主人公の吉野みち(奈緒)と夫の陽一(永山瑛太)は結婚5年目の30代夫婦。セックスレスと聞いたら愛が冷めきった夫婦像を思い浮かべるかもしれないが、2人の場合は仲が良く、はたからは何の問題もないように見える。だが、みちは陽一がセックスに応じてくれないことに人知れず悩みを抱えていた。

そんなみちの心にスッと入り込んできたのが、上司である新名誠(岩田剛典)の存在だ。イケメンで仕事もでき、かつ奥様思いと評判の彼もまた妻・楓(田中みな実)とのセックスレスに悩んでいた。みちと誠は同じ苦しみを共有することで打ち解け、いつしか恋仲に。

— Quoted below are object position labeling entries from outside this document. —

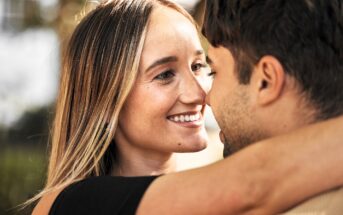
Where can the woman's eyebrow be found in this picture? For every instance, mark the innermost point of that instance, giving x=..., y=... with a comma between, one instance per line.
x=162, y=61
x=208, y=60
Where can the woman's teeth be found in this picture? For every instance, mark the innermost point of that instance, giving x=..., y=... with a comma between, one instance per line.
x=185, y=118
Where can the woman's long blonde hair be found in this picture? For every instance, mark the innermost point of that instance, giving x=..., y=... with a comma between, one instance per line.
x=98, y=71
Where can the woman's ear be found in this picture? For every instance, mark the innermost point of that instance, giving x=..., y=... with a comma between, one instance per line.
x=269, y=79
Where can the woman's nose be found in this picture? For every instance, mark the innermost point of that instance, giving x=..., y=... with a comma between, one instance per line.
x=193, y=90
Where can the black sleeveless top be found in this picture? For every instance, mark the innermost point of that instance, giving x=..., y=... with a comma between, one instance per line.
x=102, y=195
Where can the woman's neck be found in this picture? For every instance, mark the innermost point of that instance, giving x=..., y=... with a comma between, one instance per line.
x=137, y=163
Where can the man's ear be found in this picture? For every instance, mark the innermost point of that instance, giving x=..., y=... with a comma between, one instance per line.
x=270, y=79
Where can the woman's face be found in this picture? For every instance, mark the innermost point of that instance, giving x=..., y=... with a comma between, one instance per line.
x=164, y=111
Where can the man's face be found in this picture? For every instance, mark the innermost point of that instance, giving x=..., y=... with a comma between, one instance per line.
x=231, y=103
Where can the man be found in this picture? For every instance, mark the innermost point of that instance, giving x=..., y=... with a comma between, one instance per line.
x=265, y=177
x=277, y=66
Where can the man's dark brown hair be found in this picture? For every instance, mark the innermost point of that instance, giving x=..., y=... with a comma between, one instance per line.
x=306, y=36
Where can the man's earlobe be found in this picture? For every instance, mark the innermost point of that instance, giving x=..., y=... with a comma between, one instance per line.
x=271, y=78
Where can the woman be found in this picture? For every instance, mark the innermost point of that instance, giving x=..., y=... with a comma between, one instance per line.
x=132, y=93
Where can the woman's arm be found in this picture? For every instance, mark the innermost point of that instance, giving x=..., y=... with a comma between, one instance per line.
x=265, y=178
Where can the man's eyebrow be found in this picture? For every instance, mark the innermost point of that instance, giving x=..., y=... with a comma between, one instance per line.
x=162, y=61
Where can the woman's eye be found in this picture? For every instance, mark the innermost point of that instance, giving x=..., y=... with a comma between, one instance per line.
x=165, y=76
x=198, y=66
x=212, y=73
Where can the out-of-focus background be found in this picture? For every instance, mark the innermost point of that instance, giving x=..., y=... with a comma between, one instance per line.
x=32, y=35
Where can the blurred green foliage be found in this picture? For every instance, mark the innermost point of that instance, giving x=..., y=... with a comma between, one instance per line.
x=22, y=175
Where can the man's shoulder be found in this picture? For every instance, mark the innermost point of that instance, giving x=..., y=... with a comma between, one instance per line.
x=329, y=203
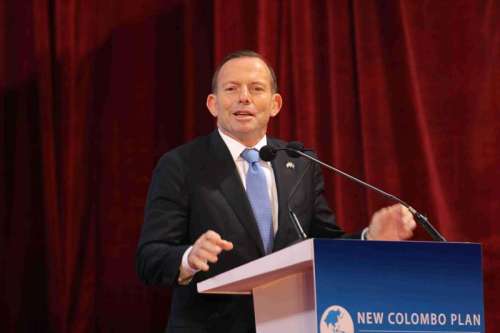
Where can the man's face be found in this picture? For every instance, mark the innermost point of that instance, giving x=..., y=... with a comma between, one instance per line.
x=244, y=101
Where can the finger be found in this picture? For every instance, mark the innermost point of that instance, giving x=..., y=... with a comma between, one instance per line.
x=212, y=236
x=210, y=247
x=198, y=263
x=226, y=245
x=206, y=256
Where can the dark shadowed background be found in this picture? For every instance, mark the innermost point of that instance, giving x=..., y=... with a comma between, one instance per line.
x=404, y=94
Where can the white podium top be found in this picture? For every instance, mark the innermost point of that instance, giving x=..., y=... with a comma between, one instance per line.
x=241, y=280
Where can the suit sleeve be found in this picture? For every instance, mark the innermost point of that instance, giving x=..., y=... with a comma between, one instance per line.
x=164, y=236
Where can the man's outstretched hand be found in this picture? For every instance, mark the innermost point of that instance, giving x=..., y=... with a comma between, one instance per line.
x=391, y=223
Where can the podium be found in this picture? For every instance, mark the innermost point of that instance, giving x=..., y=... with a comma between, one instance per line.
x=321, y=285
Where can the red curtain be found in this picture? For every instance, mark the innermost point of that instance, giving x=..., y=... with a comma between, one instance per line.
x=404, y=94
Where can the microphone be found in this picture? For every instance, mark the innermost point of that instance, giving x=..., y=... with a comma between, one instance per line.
x=296, y=148
x=268, y=153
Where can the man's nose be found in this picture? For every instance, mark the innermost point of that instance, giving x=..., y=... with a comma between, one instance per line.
x=244, y=95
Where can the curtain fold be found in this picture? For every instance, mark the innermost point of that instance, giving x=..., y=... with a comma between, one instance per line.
x=404, y=94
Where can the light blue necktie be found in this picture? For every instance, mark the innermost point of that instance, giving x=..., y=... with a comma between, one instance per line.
x=259, y=197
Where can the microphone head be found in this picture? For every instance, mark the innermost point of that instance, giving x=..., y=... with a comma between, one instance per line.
x=267, y=153
x=294, y=145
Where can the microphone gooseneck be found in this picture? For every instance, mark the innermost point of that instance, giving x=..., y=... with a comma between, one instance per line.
x=296, y=149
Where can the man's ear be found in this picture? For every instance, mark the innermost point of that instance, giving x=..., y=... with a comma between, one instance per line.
x=277, y=104
x=211, y=104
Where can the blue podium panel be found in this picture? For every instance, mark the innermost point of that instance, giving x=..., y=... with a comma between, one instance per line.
x=398, y=287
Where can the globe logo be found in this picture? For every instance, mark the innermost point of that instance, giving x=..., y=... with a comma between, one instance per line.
x=336, y=319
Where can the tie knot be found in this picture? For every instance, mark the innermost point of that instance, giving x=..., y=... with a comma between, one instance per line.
x=250, y=155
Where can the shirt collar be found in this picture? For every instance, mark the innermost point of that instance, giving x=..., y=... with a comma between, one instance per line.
x=236, y=148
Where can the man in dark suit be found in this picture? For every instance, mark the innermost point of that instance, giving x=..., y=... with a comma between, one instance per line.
x=210, y=207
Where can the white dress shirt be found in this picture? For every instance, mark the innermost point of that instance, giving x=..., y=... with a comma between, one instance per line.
x=236, y=148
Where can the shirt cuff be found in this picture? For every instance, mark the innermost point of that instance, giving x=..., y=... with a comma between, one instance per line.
x=185, y=264
x=364, y=234
x=186, y=271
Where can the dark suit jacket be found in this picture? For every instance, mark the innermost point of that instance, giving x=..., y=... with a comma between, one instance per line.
x=196, y=187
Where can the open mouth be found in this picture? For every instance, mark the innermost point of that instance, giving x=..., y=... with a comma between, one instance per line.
x=243, y=114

いわば不倫であり、普通ならば世間から叩かれる対象となるが、放送当時SNSでは2人を応援する声が多かった。一方で、陽一と楓に同情、あるいは擁護する声も。それだけ意見が割れたのは、丁寧な心理描写によるものだろう。

セックスレスと不倫というセンセーショナルなテーマを扱いながら、過激さを売りにすることなく、キャラクターひとり一人の心情を掬い上げた。また、それを見事に体現した役者勢の功績も大きい。それぞれの抱える痛みに、誰もが無関係ではいられなくなる。それが今回の受賞に繋がったのではないだろうか。

■「VIVANT」はストーリーもキャラクターもどこかアニメっぽい

昨年7月期にTBSの日曜劇場枠で放送され、社会現象とも言える反響を呼んだ「VIVANT」。注目されたのは、テレビドラマの常識を覆すスケールの壮大さだ。巨額な制作費を投じ、モンゴルで2ヶ月半にも及ぶ大規模なロケを敢行。テロリストによる爆破、銃撃ありのカーチェイスに、広大な砂漠での遊牧など、毎話派手なシーンの数々や、主演の堺雅人をはじめ、阿部寛二階堂ふみ役所広司二宮和也松坂桃李といった豪華俳優陣の名演に多くの視聴者が夢中になった。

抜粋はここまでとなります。